そうしておいて、商人用の荷馬車を高級馬車に改良した。
エクステリアもインテリアも凝りに凝って、王族が乗っても恥ずかしくないような一台に仕上げたぞ。
あとは本物の馬を買ってくればいいだけだ。
こちらはリーアンに協力してもらうとしよう。
時刻はすでに明け方になっている。
昼過ぎまで起こさないよう、レン君にメモを残しておかなきゃ。
俺はあくびをかみ殺して金百合の間まで戻った。
昼過ぎに起きた俺は女装してリーアンを訪ねた。
「えーと、どちらさま?」
「シローだよ」
「シローちゃん? どうしてそんなかっこうを? それにこの胸は?」
「どっちも変装。こうでもしていないと化粧品を売ってくれという人たちが後をたたないから」
「なるほど。で、どういった御用かな?」
俺は本題を切り出した。
「じつは馬が欲しいんだ。リーアンなら売っている場所を知っていると思って聞きに来たんだ」
「そういうことならお任せあれだ。どんな馬が欲しいの?」
「馬車につけるのを四頭くらい。帝都まで行ければいいから、名馬じゃなくてもいいよ」
「馬車馬が欲しいわけだ。よし、私が知っている牧場へ行ってみよう」
「連れていってくれるの?」
「もちろんさ」
リーアンはすっと俺の腰に手を回してきた。
あのことがあったから馴れ馴れしくなっているな……。
俺はリーアンの手をピシャリとはねつけた。
「リーアン、俺はリーアンの恋人になったつもりはないよ」
はっきりと宣言するとリーアンは苦笑していた。
「すまない。これは癖みたいなものさ。すぐに行くかい?」
「できれば今日中に買ってしまいたいな」
「だったら私の馬で行こう。シローちゃんなら金の心配はいらないだろう?」
「まあね」
化粧品の売り上げで、資産は3千万ルーメンほど増えている。
これなら馬も余裕で買えるだろう。
俺たちは二人乗りで出かけ、首尾よく馬を手に入れた。
リーアンが馬車に馬もつけてもくれたよ。
こういうことには無知なので本当に助かった。
「ありがとう。これでなんとか帝都に行けそうだ」
「シローちゃんはどうしてそんなに帝都へ行きたいんだい?」
「大切な用事があるんだよ。人には言えないけどね」
エマンスロックを返すまで島には戻らないつもりだ。
我ながら変なところで生真面目だと思うけど、性分だから仕方がない。
女装のまま馬車に乗り、ゲートまで移動する。
守衛のお姉さんがたが女装の俺に声をかけてきた。
「こりゃまた立派な馬車だな」
「こちらに滞在しているシロー・サナダさまの馬車だよ」
すっとぼけてそう言うと守衛さんはすぐに納得したようだ。
「サナダ様というと、金百合の間に泊まっているお大尽だな」
「あの人か! 淑女たちがみんな夢中になっているとかいう」
「そうそう。本当の名前はクオート・パルメット様。社交界の次代の華はあの人だって、もっぱらの噂だぜ」
従業員の間でも有名人になっているんだ……。
「先日、スパであの人の水着姿を見たんだけど……」
「おい、まじか!? で、どうだった?」
「すばらしかった! 特にあの脚線美。足からお尻へのラインがもう……」
「いいなあ。私はまだイブニングドレス姿しか見てないよ。
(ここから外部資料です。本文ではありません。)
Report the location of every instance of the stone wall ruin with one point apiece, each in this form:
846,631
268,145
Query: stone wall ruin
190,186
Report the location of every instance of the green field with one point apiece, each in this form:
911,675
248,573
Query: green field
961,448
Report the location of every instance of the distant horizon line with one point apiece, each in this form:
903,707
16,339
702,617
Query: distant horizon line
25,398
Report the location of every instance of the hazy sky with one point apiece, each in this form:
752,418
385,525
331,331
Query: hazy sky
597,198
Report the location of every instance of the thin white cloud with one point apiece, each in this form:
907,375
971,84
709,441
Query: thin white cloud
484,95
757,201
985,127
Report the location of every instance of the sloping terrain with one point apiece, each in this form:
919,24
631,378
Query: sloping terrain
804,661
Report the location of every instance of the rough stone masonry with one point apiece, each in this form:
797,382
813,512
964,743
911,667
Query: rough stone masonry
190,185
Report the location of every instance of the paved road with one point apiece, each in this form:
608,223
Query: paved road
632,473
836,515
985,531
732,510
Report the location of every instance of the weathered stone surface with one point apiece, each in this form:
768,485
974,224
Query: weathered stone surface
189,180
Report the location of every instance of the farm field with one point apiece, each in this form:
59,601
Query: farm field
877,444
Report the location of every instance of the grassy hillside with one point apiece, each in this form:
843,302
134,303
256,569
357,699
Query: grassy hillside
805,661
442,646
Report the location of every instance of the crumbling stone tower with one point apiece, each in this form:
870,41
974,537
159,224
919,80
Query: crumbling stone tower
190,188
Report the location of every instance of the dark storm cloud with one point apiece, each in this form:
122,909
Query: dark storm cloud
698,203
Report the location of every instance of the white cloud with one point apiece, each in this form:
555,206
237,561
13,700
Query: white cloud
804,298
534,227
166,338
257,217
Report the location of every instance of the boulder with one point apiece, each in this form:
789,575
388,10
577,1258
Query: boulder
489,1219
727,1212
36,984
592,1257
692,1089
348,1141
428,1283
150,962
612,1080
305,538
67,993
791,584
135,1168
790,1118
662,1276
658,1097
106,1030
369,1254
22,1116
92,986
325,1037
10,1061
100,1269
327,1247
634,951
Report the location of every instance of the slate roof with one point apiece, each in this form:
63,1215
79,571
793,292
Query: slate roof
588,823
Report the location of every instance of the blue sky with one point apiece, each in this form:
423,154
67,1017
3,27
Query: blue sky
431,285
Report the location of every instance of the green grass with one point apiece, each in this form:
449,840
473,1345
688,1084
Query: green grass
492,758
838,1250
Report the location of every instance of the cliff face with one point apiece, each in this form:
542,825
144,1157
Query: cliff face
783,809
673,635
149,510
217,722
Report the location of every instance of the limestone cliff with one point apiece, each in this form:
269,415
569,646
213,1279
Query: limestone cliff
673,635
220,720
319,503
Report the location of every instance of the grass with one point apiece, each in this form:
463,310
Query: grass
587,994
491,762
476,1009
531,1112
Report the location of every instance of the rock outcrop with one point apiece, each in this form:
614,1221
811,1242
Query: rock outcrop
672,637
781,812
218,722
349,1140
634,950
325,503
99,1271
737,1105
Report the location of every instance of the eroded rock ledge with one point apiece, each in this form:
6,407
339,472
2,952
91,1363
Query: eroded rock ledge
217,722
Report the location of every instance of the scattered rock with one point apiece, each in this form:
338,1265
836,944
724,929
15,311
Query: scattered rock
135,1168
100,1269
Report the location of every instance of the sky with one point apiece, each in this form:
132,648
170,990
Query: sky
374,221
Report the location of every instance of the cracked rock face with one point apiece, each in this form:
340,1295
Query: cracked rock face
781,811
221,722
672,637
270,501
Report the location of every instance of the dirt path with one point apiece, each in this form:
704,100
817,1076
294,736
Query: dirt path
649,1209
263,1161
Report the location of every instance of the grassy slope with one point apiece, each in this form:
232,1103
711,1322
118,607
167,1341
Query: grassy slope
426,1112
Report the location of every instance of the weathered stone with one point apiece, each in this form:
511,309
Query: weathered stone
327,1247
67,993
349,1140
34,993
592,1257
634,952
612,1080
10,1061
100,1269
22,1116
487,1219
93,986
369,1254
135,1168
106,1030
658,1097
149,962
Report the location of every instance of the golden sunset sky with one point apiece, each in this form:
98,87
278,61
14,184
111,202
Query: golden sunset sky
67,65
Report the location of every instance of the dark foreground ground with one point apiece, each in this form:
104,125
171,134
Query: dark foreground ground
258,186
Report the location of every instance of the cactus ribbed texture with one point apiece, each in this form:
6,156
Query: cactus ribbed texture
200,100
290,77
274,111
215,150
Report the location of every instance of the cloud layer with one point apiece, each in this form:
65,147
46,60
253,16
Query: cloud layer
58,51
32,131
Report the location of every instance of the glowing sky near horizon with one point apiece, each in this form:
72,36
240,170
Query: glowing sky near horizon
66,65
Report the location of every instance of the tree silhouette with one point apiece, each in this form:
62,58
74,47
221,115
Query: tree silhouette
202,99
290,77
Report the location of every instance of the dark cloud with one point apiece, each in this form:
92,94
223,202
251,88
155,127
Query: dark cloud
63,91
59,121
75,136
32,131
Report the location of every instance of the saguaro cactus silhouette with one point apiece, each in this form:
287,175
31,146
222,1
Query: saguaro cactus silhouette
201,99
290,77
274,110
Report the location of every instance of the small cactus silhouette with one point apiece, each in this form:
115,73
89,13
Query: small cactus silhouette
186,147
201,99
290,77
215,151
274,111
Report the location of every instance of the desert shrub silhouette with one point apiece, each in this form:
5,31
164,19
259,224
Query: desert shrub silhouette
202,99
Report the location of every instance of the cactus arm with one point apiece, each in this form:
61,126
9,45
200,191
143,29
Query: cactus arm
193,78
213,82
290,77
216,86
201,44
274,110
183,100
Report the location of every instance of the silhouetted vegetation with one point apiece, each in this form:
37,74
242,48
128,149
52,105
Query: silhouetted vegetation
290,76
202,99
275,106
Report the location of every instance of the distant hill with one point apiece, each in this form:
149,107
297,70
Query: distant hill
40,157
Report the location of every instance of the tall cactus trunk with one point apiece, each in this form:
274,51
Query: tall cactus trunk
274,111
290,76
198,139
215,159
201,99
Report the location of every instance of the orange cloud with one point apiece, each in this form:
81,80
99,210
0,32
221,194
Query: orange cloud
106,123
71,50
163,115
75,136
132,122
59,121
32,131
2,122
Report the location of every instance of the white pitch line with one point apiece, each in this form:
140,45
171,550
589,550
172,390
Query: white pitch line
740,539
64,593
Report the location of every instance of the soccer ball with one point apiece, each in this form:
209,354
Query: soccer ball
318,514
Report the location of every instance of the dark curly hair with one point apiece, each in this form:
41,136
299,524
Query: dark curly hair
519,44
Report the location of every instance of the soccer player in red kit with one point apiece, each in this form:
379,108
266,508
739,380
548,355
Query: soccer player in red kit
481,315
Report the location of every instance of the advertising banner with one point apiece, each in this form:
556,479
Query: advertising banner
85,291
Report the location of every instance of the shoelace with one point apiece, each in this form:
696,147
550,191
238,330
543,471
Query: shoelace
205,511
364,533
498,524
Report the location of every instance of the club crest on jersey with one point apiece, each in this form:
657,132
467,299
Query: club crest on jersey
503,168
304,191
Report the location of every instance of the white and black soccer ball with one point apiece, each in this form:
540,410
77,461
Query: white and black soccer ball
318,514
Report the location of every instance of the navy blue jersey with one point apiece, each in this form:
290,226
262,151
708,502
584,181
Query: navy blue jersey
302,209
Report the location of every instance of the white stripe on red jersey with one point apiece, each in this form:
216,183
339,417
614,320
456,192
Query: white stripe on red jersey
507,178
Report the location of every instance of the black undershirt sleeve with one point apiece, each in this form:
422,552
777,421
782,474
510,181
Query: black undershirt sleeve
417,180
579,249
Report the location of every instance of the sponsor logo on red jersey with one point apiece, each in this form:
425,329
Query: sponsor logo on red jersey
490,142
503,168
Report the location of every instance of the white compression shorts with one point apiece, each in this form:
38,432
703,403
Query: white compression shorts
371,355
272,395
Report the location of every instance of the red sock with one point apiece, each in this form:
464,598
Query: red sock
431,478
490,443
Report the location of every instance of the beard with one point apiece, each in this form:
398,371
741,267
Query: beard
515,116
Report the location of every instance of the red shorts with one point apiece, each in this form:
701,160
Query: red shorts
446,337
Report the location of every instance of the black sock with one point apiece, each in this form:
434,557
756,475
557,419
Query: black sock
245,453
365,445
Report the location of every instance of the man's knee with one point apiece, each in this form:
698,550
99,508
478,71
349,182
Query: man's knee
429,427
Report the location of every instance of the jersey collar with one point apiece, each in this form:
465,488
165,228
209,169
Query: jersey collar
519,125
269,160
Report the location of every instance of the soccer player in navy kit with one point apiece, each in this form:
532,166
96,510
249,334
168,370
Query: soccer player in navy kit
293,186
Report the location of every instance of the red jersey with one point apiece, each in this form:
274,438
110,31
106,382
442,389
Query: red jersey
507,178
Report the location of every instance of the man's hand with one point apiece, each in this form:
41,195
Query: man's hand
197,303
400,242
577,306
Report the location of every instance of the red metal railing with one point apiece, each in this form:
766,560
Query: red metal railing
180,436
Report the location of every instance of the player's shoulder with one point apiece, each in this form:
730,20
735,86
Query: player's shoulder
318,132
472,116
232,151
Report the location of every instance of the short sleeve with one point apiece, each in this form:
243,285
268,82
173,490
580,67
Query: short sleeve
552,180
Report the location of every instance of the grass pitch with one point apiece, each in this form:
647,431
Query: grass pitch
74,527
大胆に背中が開いていて美しい背骨が見えていたけど。あの人の肌は本当にきれいだよな」
そんなによかった?
だったら今度は丈の短いミニスカートでも開発してみようか。
それかちょっと高級な感じのするショートパンツとか。
夜会で着るのは無理でも普段着としてお披露目するのならありかもしれない。
俺のファッションでみんなが喜んでくれるなんて、まさに見せたがり屋の本懐。
いっそ、写真集とかを出したら売れるかな?
気分はもうグラビアアイドルだ。
あ、カメラは創造魔法で作れるんだなあ。
印刷機も。
面倒だからやらないけどね。
俺は正々堂々とゲートを通り、ホテルの駐車スペースに馬車を収めた。